Most of the time analysis paralysis is a signal that you lack sufficient understanding of the needs to actually write the right code. There are two ways to break out of it: (1) understand the problem better, and (2) build something, anything, see why it wouldn't work, and then go back to the drawing board.
> When something went wrong, I'd reflexively start to dig in to the problem, examining stack traces, sticking in print statements, invoking a debugger, and so on. But Ken would just stand and think, ignoring me and the code we'd just written. After a while I noticed a pattern: Ken would often understand the problem before I would, and would suddenly announce, "I know what's wrong." He was usually correct. I realized that Ken was building a mental model of the code and when something broke it was an error in the model. By thinking about how that problem could happen, he'd intuit where the model was wrong or where our code must not be satisfying the model.

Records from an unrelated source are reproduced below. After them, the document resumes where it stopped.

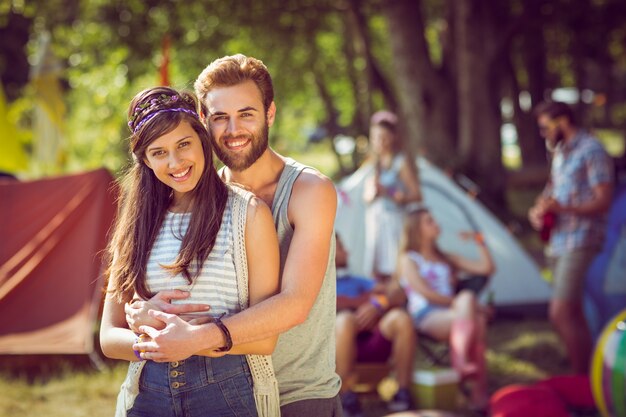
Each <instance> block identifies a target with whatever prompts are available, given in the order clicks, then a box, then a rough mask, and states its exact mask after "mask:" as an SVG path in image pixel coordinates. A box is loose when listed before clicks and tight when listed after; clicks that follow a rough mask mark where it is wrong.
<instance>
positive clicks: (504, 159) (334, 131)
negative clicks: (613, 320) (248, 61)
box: [0, 0, 626, 213]
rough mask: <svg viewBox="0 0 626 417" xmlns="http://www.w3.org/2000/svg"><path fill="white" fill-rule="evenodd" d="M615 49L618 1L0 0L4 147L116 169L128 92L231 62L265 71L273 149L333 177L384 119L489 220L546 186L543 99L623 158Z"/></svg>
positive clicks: (318, 0) (358, 164)
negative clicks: (9, 124) (543, 179)
mask: <svg viewBox="0 0 626 417" xmlns="http://www.w3.org/2000/svg"><path fill="white" fill-rule="evenodd" d="M46 34H49V40H50V41H49V47H50V49H49V52H43V49H44V48H45V45H46V36H47V35H46ZM625 48H626V2H624V1H622V0H508V1H501V0H421V1H420V0H332V1H331V0H266V1H263V2H259V1H254V0H237V1H232V2H223V1H217V0H186V1H176V0H170V1H157V0H124V1H122V0H46V1H44V0H30V1H26V0H1V1H0V77H1V79H2V87H3V91H4V95H5V96H6V102H7V106H6V110H7V111H6V112H7V114H6V119H7V120H8V123H10V124H13V125H14V126H17V129H16V130H15V132H16V133H14V134H11V135H10V137H9V136H7V135H6V134H5V133H4V132H2V135H3V136H5V137H2V138H1V139H0V143H1V145H0V148H2V149H0V150H3V149H4V148H5V147H6V148H7V149H8V147H9V142H11V143H13V145H15V143H17V144H18V145H19V147H20V148H21V150H22V151H23V152H24V153H25V154H26V155H27V156H28V157H29V158H30V165H28V166H22V167H21V168H16V172H15V173H16V174H22V175H24V176H25V177H28V176H29V175H30V176H33V175H45V174H52V173H61V172H71V171H76V170H82V169H89V168H95V167H99V166H103V165H104V166H106V167H108V168H109V169H111V170H112V171H114V172H116V171H119V169H120V168H121V167H122V166H123V165H124V163H125V160H126V156H127V155H126V145H125V143H124V141H123V139H124V138H125V137H127V136H128V131H127V128H126V126H125V112H126V106H127V104H128V102H129V100H130V98H131V97H132V96H133V95H134V93H135V92H136V91H138V90H140V89H143V88H145V87H148V86H152V85H154V84H158V83H161V82H162V81H161V76H160V74H161V73H162V72H163V73H165V72H167V76H168V79H169V82H170V83H171V85H172V86H174V87H177V88H189V89H192V88H193V81H194V80H195V78H196V76H197V75H198V74H199V73H200V72H201V70H202V69H203V68H204V67H205V66H206V65H207V64H208V63H209V62H210V61H212V60H213V59H215V58H217V57H220V56H223V55H226V54H232V53H237V52H241V53H244V54H248V55H252V56H255V57H258V58H260V59H262V60H263V61H264V62H265V63H266V64H267V66H268V67H269V69H270V71H271V73H272V74H273V77H274V82H275V90H276V102H277V106H278V109H279V116H278V119H277V124H276V127H275V128H274V129H272V131H271V135H272V137H271V140H272V144H273V146H274V147H275V148H277V149H279V150H280V151H282V152H286V153H301V152H303V151H305V150H310V149H313V148H315V149H323V150H325V151H326V153H327V154H328V155H329V156H327V157H321V156H319V158H320V159H319V161H318V162H319V164H322V165H324V164H325V163H324V162H322V160H323V158H326V160H329V161H332V163H330V165H328V166H331V167H332V168H328V167H327V166H323V167H320V168H322V170H324V171H325V173H326V174H328V175H331V176H334V177H335V178H339V177H341V176H343V175H346V174H348V173H350V172H352V171H354V170H355V169H356V168H357V167H358V165H359V164H360V163H361V161H362V159H363V157H364V148H365V147H364V144H366V135H367V131H368V121H369V116H370V114H371V113H372V112H373V111H376V110H378V109H381V108H390V109H392V110H394V111H397V112H398V113H399V114H401V115H402V122H403V132H404V133H403V136H404V138H405V140H406V141H407V142H408V143H409V144H410V146H411V147H412V148H413V150H415V151H417V152H419V153H421V154H423V155H424V156H426V157H427V158H428V159H430V160H431V161H432V162H434V163H435V164H437V165H439V166H440V167H443V168H444V169H446V170H449V171H450V172H451V173H454V174H461V175H463V176H464V177H465V178H468V179H470V180H471V181H472V182H473V183H475V184H477V185H478V187H480V194H479V198H481V199H482V200H483V201H484V202H486V203H487V204H488V205H489V206H490V207H491V208H492V209H494V210H495V211H497V212H499V213H502V212H505V211H506V209H507V201H506V194H505V191H506V188H507V186H511V184H518V183H520V181H519V180H520V179H521V180H522V181H521V183H533V181H534V182H535V183H541V181H543V179H544V178H545V172H546V155H545V148H544V145H543V141H542V140H541V139H540V137H539V135H538V132H537V131H536V127H535V124H534V120H533V118H532V114H531V108H532V106H534V105H535V104H536V103H538V102H539V101H541V100H542V99H544V98H549V97H553V98H555V99H560V100H565V101H568V102H571V103H572V104H573V105H574V106H575V108H576V111H577V113H578V115H579V116H580V118H581V122H582V124H583V125H585V126H589V127H594V128H597V129H600V130H599V132H600V133H601V134H602V136H603V137H606V138H608V139H611V138H613V139H612V140H609V142H607V143H609V145H608V146H609V147H610V149H609V150H610V151H611V152H613V154H615V155H620V154H623V147H624V133H625V132H626V53H625ZM168 62H169V64H168V65H167V67H165V64H167V63H168ZM42 74H43V76H44V77H43V78H41V77H39V78H38V75H39V76H41V75H42ZM55 83H56V84H55ZM53 84H54V85H57V86H58V88H50V86H51V85H53ZM56 92H58V94H59V95H60V96H61V97H57V98H55V97H53V96H54V95H55V94H57V93H56ZM38 105H39V106H41V108H42V109H43V110H41V112H43V113H42V114H43V115H47V117H48V119H50V121H51V122H52V123H53V125H54V124H55V123H57V124H58V125H56V127H55V129H57V130H58V133H59V134H58V135H57V137H56V139H54V138H53V139H50V140H51V141H56V142H55V146H50V144H48V146H42V145H41V144H40V143H39V141H40V140H41V139H40V136H41V133H38V131H37V128H38V126H39V128H42V126H43V125H42V122H41V121H40V118H39V119H38V116H37V112H36V108H37V106H38ZM58 106H62V107H63V108H62V109H59V108H58ZM0 117H2V116H1V115H0ZM42 117H43V116H42ZM38 120H39V121H38ZM0 126H2V124H1V123H0ZM44 130H45V127H44ZM47 130H48V131H49V130H50V128H48V129H47ZM350 138H355V139H356V140H354V141H353V140H351V139H350ZM334 142H335V143H336V144H337V145H338V146H332V145H333V143H334ZM13 145H12V146H13ZM51 153H52V154H54V155H50V154H51ZM314 154H315V155H320V154H319V153H314ZM344 154H345V155H344ZM7 155H8V153H7ZM333 155H334V156H333ZM46 156H47V157H48V158H49V159H50V160H49V161H48V164H47V165H42V164H39V168H38V169H35V168H33V167H34V166H36V165H37V164H38V162H37V160H38V159H41V158H45V157H46ZM307 162H309V163H311V164H313V165H316V163H315V161H307ZM0 168H2V167H0ZM324 168H326V169H324ZM5 169H6V168H5ZM329 170H332V172H328V171H329Z"/></svg>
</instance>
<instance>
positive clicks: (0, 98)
mask: <svg viewBox="0 0 626 417" xmlns="http://www.w3.org/2000/svg"><path fill="white" fill-rule="evenodd" d="M27 168H28V158H27V156H26V151H25V150H24V147H23V146H22V143H21V142H20V138H19V135H18V131H17V128H16V127H15V125H14V124H13V123H12V122H11V121H10V120H9V118H8V108H7V103H6V98H5V96H4V89H3V88H2V83H0V171H2V172H8V173H11V174H16V173H19V172H24V171H26V169H27Z"/></svg>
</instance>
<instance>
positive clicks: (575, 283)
mask: <svg viewBox="0 0 626 417" xmlns="http://www.w3.org/2000/svg"><path fill="white" fill-rule="evenodd" d="M535 116H536V118H537V124H538V126H539V132H540V134H541V135H542V136H543V138H544V139H545V141H546V146H547V148H548V150H550V151H551V152H552V168H551V173H550V180H549V182H548V184H547V185H546V187H545V189H544V191H543V192H542V193H541V195H540V196H539V197H538V198H537V200H536V202H535V205H534V206H533V207H531V209H530V210H529V212H528V218H529V220H530V223H531V225H532V226H533V227H534V228H535V229H537V230H540V229H542V228H544V227H545V226H547V221H548V219H550V216H552V219H553V220H550V223H553V227H552V230H551V232H550V236H549V244H548V247H547V248H546V254H547V260H548V264H549V265H550V267H551V269H552V276H553V278H552V279H553V281H552V284H553V287H554V293H553V295H552V300H551V301H550V312H549V314H550V321H551V322H552V324H553V325H554V327H555V328H556V330H557V332H558V334H559V336H560V337H561V340H562V341H563V343H564V344H565V348H566V350H567V354H568V356H569V359H570V362H571V365H572V368H573V371H574V372H575V373H582V374H584V373H587V372H588V370H589V360H590V356H591V345H592V344H591V337H590V334H589V329H588V327H587V322H586V320H585V316H584V313H583V306H582V298H583V290H584V286H585V277H586V274H587V269H588V268H589V265H590V264H591V261H592V260H593V258H594V257H595V255H596V254H597V252H598V251H599V250H600V248H601V246H602V242H603V240H604V231H605V228H606V214H607V212H608V209H609V207H610V204H611V197H612V193H613V173H614V171H613V162H612V160H611V158H610V157H609V156H608V154H607V153H606V151H605V150H604V148H603V147H602V145H601V144H600V142H599V141H598V140H597V139H596V138H595V137H594V136H593V135H591V134H590V133H589V132H587V131H585V130H583V129H580V128H579V127H578V126H576V124H575V120H574V115H573V112H572V110H571V108H570V107H569V106H568V105H567V104H565V103H559V102H545V103H541V104H539V105H538V106H537V107H536V109H535Z"/></svg>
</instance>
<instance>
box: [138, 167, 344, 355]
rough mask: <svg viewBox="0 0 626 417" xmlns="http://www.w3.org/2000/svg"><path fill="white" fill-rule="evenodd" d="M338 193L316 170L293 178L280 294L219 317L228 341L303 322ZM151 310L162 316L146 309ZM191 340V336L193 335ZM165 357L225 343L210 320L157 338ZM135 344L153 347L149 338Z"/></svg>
mask: <svg viewBox="0 0 626 417" xmlns="http://www.w3.org/2000/svg"><path fill="white" fill-rule="evenodd" d="M336 209H337V193H336V191H335V187H334V186H333V184H332V182H331V181H330V180H329V179H328V178H326V177H324V176H323V175H321V174H319V173H312V172H303V173H302V174H300V176H299V177H298V179H297V180H296V182H295V184H294V188H293V191H292V195H291V199H290V201H289V209H288V216H289V220H290V222H291V224H292V225H293V228H294V234H293V237H292V240H291V246H290V247H289V254H288V256H287V260H286V263H285V266H284V269H283V273H282V277H281V286H280V288H281V291H280V293H279V294H277V295H275V296H273V297H270V298H269V299H267V300H265V301H263V302H261V303H259V304H257V305H254V306H252V307H250V308H248V309H246V310H244V311H242V312H240V313H238V314H235V315H233V316H231V317H228V318H226V319H224V320H223V321H224V324H226V326H227V327H228V329H229V330H230V333H231V336H232V340H233V344H234V345H238V344H242V343H249V342H254V341H257V340H261V339H265V338H268V337H272V336H275V335H277V334H279V333H281V332H284V331H286V330H289V329H291V328H292V327H295V326H297V325H298V324H301V323H303V322H304V321H305V320H306V318H307V317H308V315H309V312H310V310H311V308H312V307H313V303H314V302H315V300H316V299H317V295H318V293H319V290H320V288H321V286H322V282H323V280H324V276H325V273H326V267H327V265H328V262H329V255H330V244H331V239H332V237H333V227H334V222H335V213H336ZM151 315H153V316H161V314H160V313H158V312H151ZM192 340H193V341H192ZM159 342H160V347H159V350H162V351H167V352H168V356H167V357H165V360H169V361H172V360H180V359H184V358H187V357H189V356H190V355H191V354H193V353H194V352H195V351H197V350H198V349H196V350H194V351H191V349H190V348H191V347H193V346H196V347H197V346H200V347H201V349H202V350H204V349H217V348H219V347H221V346H222V345H223V343H224V339H223V336H222V334H221V332H220V330H219V329H218V328H217V327H216V326H215V325H214V324H205V325H202V326H198V327H197V328H196V329H195V331H193V332H177V335H176V337H171V338H169V339H166V338H161V339H160V341H159ZM136 347H139V348H145V349H147V350H150V351H152V350H156V349H157V348H156V346H154V344H149V343H143V344H138V345H136Z"/></svg>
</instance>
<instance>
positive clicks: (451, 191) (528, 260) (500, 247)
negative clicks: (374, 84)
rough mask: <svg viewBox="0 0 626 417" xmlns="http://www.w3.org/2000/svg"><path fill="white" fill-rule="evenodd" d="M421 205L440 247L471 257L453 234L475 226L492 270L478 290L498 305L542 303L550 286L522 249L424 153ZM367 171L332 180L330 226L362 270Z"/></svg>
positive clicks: (460, 242) (417, 163) (483, 207)
mask: <svg viewBox="0 0 626 417" xmlns="http://www.w3.org/2000/svg"><path fill="white" fill-rule="evenodd" d="M417 165H418V168H419V178H420V184H421V187H422V194H423V196H424V205H425V206H426V207H428V208H429V209H430V211H431V212H432V215H433V216H434V217H435V219H436V220H437V222H438V223H439V224H440V225H441V236H440V238H439V244H440V246H441V248H442V250H444V251H448V252H454V253H459V254H463V255H464V256H469V257H476V256H478V250H477V248H476V245H475V244H473V243H472V242H468V241H463V240H462V239H460V238H459V232H461V231H468V230H474V231H481V232H482V233H483V235H484V237H485V241H486V243H487V245H488V247H489V249H490V251H491V253H492V255H493V257H494V262H495V264H496V272H495V273H494V275H493V276H492V277H491V279H490V281H489V283H488V285H487V287H486V288H485V290H484V291H483V293H482V294H483V295H485V294H488V293H489V292H490V291H493V294H494V302H495V305H496V306H498V307H505V306H506V307H521V306H527V305H544V304H545V303H547V301H548V300H549V298H550V292H551V290H550V287H549V285H548V284H547V283H546V282H545V280H544V279H543V278H542V277H541V273H540V271H539V268H538V267H537V265H536V263H535V262H534V261H533V260H532V258H530V256H529V255H528V254H527V253H526V252H525V251H524V250H523V249H522V247H521V246H520V245H519V243H518V242H517V240H515V238H514V237H513V236H512V234H511V233H510V232H509V231H508V229H507V228H506V227H505V226H504V225H503V224H502V223H501V222H500V221H499V220H498V219H497V218H496V217H495V216H494V215H493V214H492V213H490V212H489V211H488V210H487V209H486V208H485V207H484V206H483V205H482V204H481V203H480V202H478V201H477V200H475V199H473V198H472V197H470V196H468V195H467V193H465V192H464V190H463V189H462V188H461V187H459V186H458V185H457V184H456V183H454V181H452V180H451V179H450V177H449V176H447V175H446V174H445V173H444V172H443V171H441V170H439V169H438V168H437V167H435V166H434V165H432V164H431V163H429V162H428V161H427V160H426V159H424V158H421V157H420V158H418V159H417ZM372 170H373V166H372V165H371V164H364V165H363V166H362V167H361V168H360V169H358V170H357V171H356V172H355V173H354V174H352V175H351V176H349V177H347V178H346V179H344V180H343V181H342V182H340V183H339V184H338V185H337V189H338V193H339V198H338V200H339V207H338V210H337V220H336V222H335V228H336V230H337V232H338V234H339V235H340V236H341V239H342V241H343V242H344V245H345V246H346V247H347V249H348V251H349V252H350V259H349V262H350V265H349V269H350V271H351V272H352V273H355V274H357V275H362V274H363V273H364V271H363V269H364V268H363V266H364V265H365V264H366V263H365V260H364V247H365V222H364V213H365V204H364V202H363V197H362V196H363V184H364V182H365V179H366V178H367V177H368V176H369V175H370V173H371V172H372Z"/></svg>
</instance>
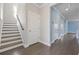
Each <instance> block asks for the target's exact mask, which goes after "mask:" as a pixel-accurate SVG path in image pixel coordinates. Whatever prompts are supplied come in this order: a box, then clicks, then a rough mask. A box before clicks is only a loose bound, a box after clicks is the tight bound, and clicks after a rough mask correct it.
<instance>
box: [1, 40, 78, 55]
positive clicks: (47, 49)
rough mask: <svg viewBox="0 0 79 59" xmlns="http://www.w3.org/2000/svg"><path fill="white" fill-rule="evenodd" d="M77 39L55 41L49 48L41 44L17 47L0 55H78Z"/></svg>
mask: <svg viewBox="0 0 79 59" xmlns="http://www.w3.org/2000/svg"><path fill="white" fill-rule="evenodd" d="M77 42H78V41H77V39H76V38H74V39H68V40H61V39H59V40H56V42H55V43H54V44H52V45H51V47H48V46H46V45H43V44H42V43H37V44H34V45H32V46H30V47H28V48H24V47H18V48H15V49H12V50H9V51H6V52H3V53H0V54H1V55H78V53H79V48H78V43H77Z"/></svg>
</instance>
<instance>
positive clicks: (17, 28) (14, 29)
mask: <svg viewBox="0 0 79 59" xmlns="http://www.w3.org/2000/svg"><path fill="white" fill-rule="evenodd" d="M3 30H18V28H3Z"/></svg>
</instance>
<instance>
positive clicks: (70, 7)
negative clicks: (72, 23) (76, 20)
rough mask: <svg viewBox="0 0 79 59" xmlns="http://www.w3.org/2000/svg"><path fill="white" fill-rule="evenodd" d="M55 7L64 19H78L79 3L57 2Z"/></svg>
mask: <svg viewBox="0 0 79 59" xmlns="http://www.w3.org/2000/svg"><path fill="white" fill-rule="evenodd" d="M55 7H56V8H57V9H58V10H59V11H60V12H61V13H62V15H63V16H64V17H65V18H66V19H69V20H70V19H79V3H59V4H57V5H55Z"/></svg>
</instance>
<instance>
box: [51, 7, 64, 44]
mask: <svg viewBox="0 0 79 59" xmlns="http://www.w3.org/2000/svg"><path fill="white" fill-rule="evenodd" d="M64 34H65V17H64V16H63V15H62V14H61V13H60V11H59V10H58V9H57V8H55V7H52V8H51V36H52V37H51V43H54V41H55V40H56V39H60V38H61V37H62V36H63V35H64Z"/></svg>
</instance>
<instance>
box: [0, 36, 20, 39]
mask: <svg viewBox="0 0 79 59" xmlns="http://www.w3.org/2000/svg"><path fill="white" fill-rule="evenodd" d="M17 36H20V35H14V36H4V37H1V38H2V39H3V38H9V37H17Z"/></svg>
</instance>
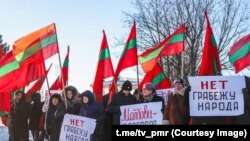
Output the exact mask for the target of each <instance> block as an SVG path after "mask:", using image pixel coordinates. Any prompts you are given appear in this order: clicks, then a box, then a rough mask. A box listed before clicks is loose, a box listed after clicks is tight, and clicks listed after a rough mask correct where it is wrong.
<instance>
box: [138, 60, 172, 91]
mask: <svg viewBox="0 0 250 141" xmlns="http://www.w3.org/2000/svg"><path fill="white" fill-rule="evenodd" d="M147 82H151V83H153V84H154V85H155V86H156V87H157V89H166V88H170V87H171V82H170V81H169V79H168V78H167V76H166V74H165V73H164V71H163V70H162V68H161V66H160V64H159V63H156V64H155V66H154V67H153V69H152V70H151V71H149V72H147V73H146V75H145V76H144V78H143V79H142V81H141V83H140V85H139V89H142V88H143V85H144V84H145V83H147Z"/></svg>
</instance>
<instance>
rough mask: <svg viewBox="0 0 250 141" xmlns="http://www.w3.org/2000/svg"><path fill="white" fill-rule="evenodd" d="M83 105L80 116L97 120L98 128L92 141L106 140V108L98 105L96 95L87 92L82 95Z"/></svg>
mask: <svg viewBox="0 0 250 141" xmlns="http://www.w3.org/2000/svg"><path fill="white" fill-rule="evenodd" d="M81 96H82V104H81V107H80V113H79V115H80V116H83V117H88V118H93V119H96V128H95V131H94V134H93V135H92V136H91V138H90V141H102V140H103V139H104V128H103V126H104V121H105V118H106V112H105V110H104V107H103V106H102V105H101V104H99V103H97V102H96V101H95V99H94V94H93V93H92V92H91V91H89V90H87V91H85V92H83V93H82V94H81Z"/></svg>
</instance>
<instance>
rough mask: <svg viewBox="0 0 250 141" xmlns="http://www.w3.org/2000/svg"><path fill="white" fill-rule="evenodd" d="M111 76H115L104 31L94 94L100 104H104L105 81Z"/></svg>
mask: <svg viewBox="0 0 250 141" xmlns="http://www.w3.org/2000/svg"><path fill="white" fill-rule="evenodd" d="M111 76H114V70H113V65H112V61H111V56H110V52H109V48H108V42H107V38H106V34H105V31H104V30H103V39H102V44H101V49H100V53H99V60H98V65H97V70H96V75H95V81H94V83H93V92H94V94H95V96H96V101H97V102H99V103H101V102H102V96H103V80H104V79H105V78H108V77H111Z"/></svg>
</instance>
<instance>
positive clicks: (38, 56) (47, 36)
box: [13, 23, 59, 65]
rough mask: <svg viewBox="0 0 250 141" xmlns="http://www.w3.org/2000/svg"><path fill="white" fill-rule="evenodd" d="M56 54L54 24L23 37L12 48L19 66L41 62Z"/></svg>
mask: <svg viewBox="0 0 250 141" xmlns="http://www.w3.org/2000/svg"><path fill="white" fill-rule="evenodd" d="M58 52H59V48H58V43H57V34H56V27H55V24H54V23H53V24H51V25H48V26H46V27H43V28H41V29H39V30H36V31H34V32H32V33H30V34H28V35H26V36H23V37H22V38H20V39H18V40H16V41H15V42H14V46H13V53H14V55H15V58H16V60H17V61H18V62H19V63H20V64H21V65H23V64H27V63H40V62H43V61H44V60H46V59H48V58H49V57H51V56H53V55H54V54H56V53H58Z"/></svg>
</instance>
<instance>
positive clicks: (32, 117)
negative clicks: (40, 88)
mask: <svg viewBox="0 0 250 141" xmlns="http://www.w3.org/2000/svg"><path fill="white" fill-rule="evenodd" d="M31 102H32V104H31V112H30V118H29V129H30V130H31V133H32V135H33V139H34V141H38V137H39V131H40V129H39V123H40V120H41V117H42V107H43V103H42V102H41V95H40V93H34V94H32V95H31Z"/></svg>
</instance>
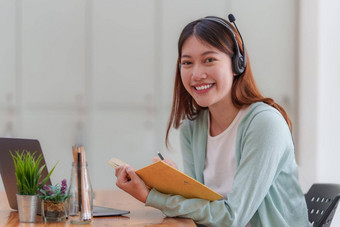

I've found the opposite. Maybe "Ken" could do it, but most programmers who think they can can't. I've had three programmers spend three days thinking about a problem to no avail, and then fired up a debugger and tracked it down in half an hour. Never be too proud to use your tools.
This was my first thought, as well. It's hard to think when you're staring at the blinking cursor. Spending a little bit of time with a pen and a napkin works wonders for design and reduces the number of times you'll have to hack in fixes for cases you didn't consider.
I agree. While still learning to code, I discovered this aphorism myself when the thought dawned on me that contrary to my previous practice, the programmer thinks for the computer and not the the other way round.
It's stood the test of time, I've passed it on to many juniors.